Court Opinion

ID: 9695860
Source: CourtListenerOpinion
Date Created: 2023-08-25 18:30:30.280718+00
Date Added: 2024-06-11T18:20:17.025387
License: Public Domain

KELLEY, Justice
(concurring specially).
I concur in Part I and II of the majority opinion. I likewise concur in Part III, but with considerable reluctance. I feel constrained to do so by the doctrine of stare decisis, or precedent, upon which our common law is based but, nonetheless, take this opportunity to once again urge my colleagues to re-examine the authority upon which this case is premised.
Part III of the opinion is premised on the majority holding in State v. Joon Kyu Kim, 398 N.W.2d 544 (Minn.1987). That holding prohibited the use of population frequency statistics in criminal cases. So far as I have been able to ascertain, among the jurisdictions which have addressed the issue, Minnesota stands alone in depriving the jury of this relevant and probative evidence. In my opinion, it occupies that solitary position for reasons I find unpersuasive. See State v. Joon Kyu Kim, 398 N.W.2d at 551-553 (Kelley, J., dissenting).
The majority decision in State v.

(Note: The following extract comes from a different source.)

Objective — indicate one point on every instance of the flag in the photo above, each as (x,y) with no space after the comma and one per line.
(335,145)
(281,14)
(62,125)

Joon Kyu Kim is of recent vintage. Therefore, absent the existence of other reasons not therein considered by the court, admittedly it should not be lightly discarded. However, the fact that 19 state appellate courts and three federal appellate courts have declined to utilize the State v. Joon Kyu Kim limitation on the use of scientific population frequency statistics in criminal cases, combined with the fact that the 1989 legislature provided in section 299C.155 (Supp. 1989)1 that such evidence should be admissible in criminal cases, I postulate that a re-examination of our ruling in State v. Joon Kyu Kim would be neither inappropriate nor unduly precipitant.

. Apparently the law was a reaction, at least in part, to the State v. Joon Kyu Kim holding. See dialogue between Assistant Attorney General William Klumpp, representing the Minnesota Attorney General’s office, and Representative Randy Kelly in the House Judiciary Committee, Criminal Justice Subcommittee Hearing on the Omnibus Criminal Control Bill (Section then designated H.F. 315) (March 1, 1989).